A Senate committee passed a revised version of a bill that would provide more user fees to the FDA to increase drug safety and transparency in the agency. However, opponents of the bill plan to continue their fight on the Senate floor.

S.1082, the "Food and Drug Administration Revitalization Act," would reauthorize the Prescription Drug User Fee Act, increasing more user fees by nearly $30 million to improve postapproval drug safety activities. The Senate Health, Education, Labor and Pensions (HELP) Committee passed the bill by a vote of 15-5.
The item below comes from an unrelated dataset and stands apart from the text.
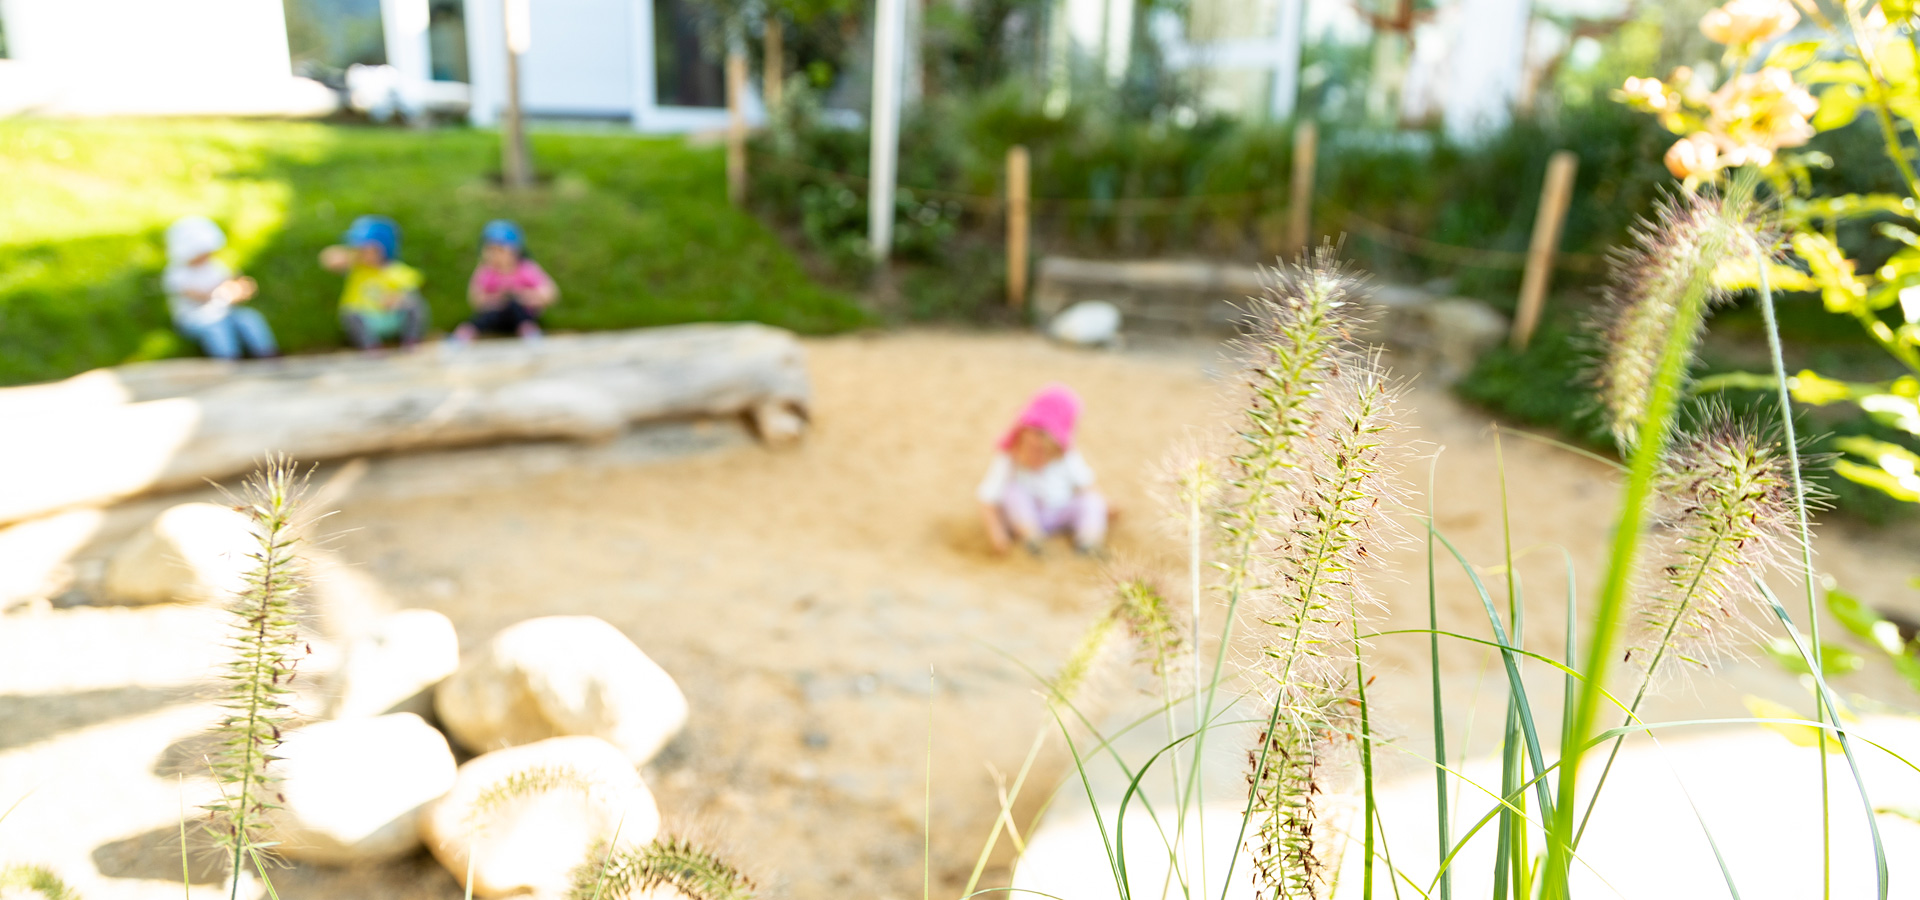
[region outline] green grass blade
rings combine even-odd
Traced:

The bill's opponents said they had not had enough time to review the bill and prepare their amendments. "Even though we asked to be involved, we weren't," Sen. Judd Gregg (R-N.H.), who proposed an amendment on the agency's clinical trial data collection process, said.

"My ideas weren't heard in meetings leading up to this," Sen. Tom Coburn (R-Okla.) added, saying his staff did not receive an updated version of the bill's text until very late at night.

However, a spokeswoman for HELP Committee ranking member Mike Enzi (R-Wyo.) said other senators were "never shut out of negotiations" and added the committee staff had held several meetings to discuss the bill since February.

The spokeswoman acknowledged that the proposed bill is very long, at 262 pages, and that staff members got the final version the night before the deadline for filing amendments. However, none of the bill's contents should have been a surprise because of all the meetings, she added.

Several proposed amendments dealt with the bill's risk evaluation and mitigation Strategies (REMS) process, where products would have risk plans that include 15-day, quarterly and annual adverse event reports. The products would also need a pharmacovigilance statement explaining and justifying whether standard adverse event reporting is adequate, or if more studies and clinical trials are necessary.

Gregg's amendment, which was defeated, would have required the FDA to send information suggesting a drug increased the risk of adverse events to an outside institution for review.

His amendment found support from other Republican senators, including Coburn, who said the REMS program in S.1082 would only make the FDA aware of problems after they happened, not before. Coburn added that the REMS program could allow the approval of another drug like Vioxx, which was pulled from the market after studies showed it increased the risk of heart attack and stroke.

Other lawmakers took issue with the bill's provisions on direct-to-consumer (DTC) advertising. The bill includes a proposal to provide more fees for a voluntary program where drug companies can submit advertisements to the FDA for review.

The bill would also allow the FDA to stop an advertisement's distribution if it advertisement contains false or misleading claims. Sen. Pat Roberts (R-Kan.) suggested that restriciton would violate companies' right to free speech. "These provisions fly right in the face of the Constitution," he said. Although his amendment to limit the FDA's authority was defeated, Roberts said he would continue to pursue the issue if the bill came to a full Senate vote.

The committee also had a working group to discuss adding legislation to include an approval pathway for follow-on biologics, but that issue did not make it onto the markup version of the bill. Sen. Hillary Rodham Clinton (D-N.Y.) said she was "disappointed" the bill did not include the legislation for follow-on biologics and called on the committee to add it.

Several groups, including Consumers Union, Public Citizen and the Generic Pharmaceutical Association also asked the committee to pass follow-on biologic pathway legislation. It is still possible that such legislation could be attached to the bill by the time it reaches the Senate floor, the spokeswoman for Enzi said.

Enzi called for the bill to be passed by the end of July. At a House subcommittee hearing April 17, the FDA requested the approval of PDUFA by late June or early July (DID, April 18).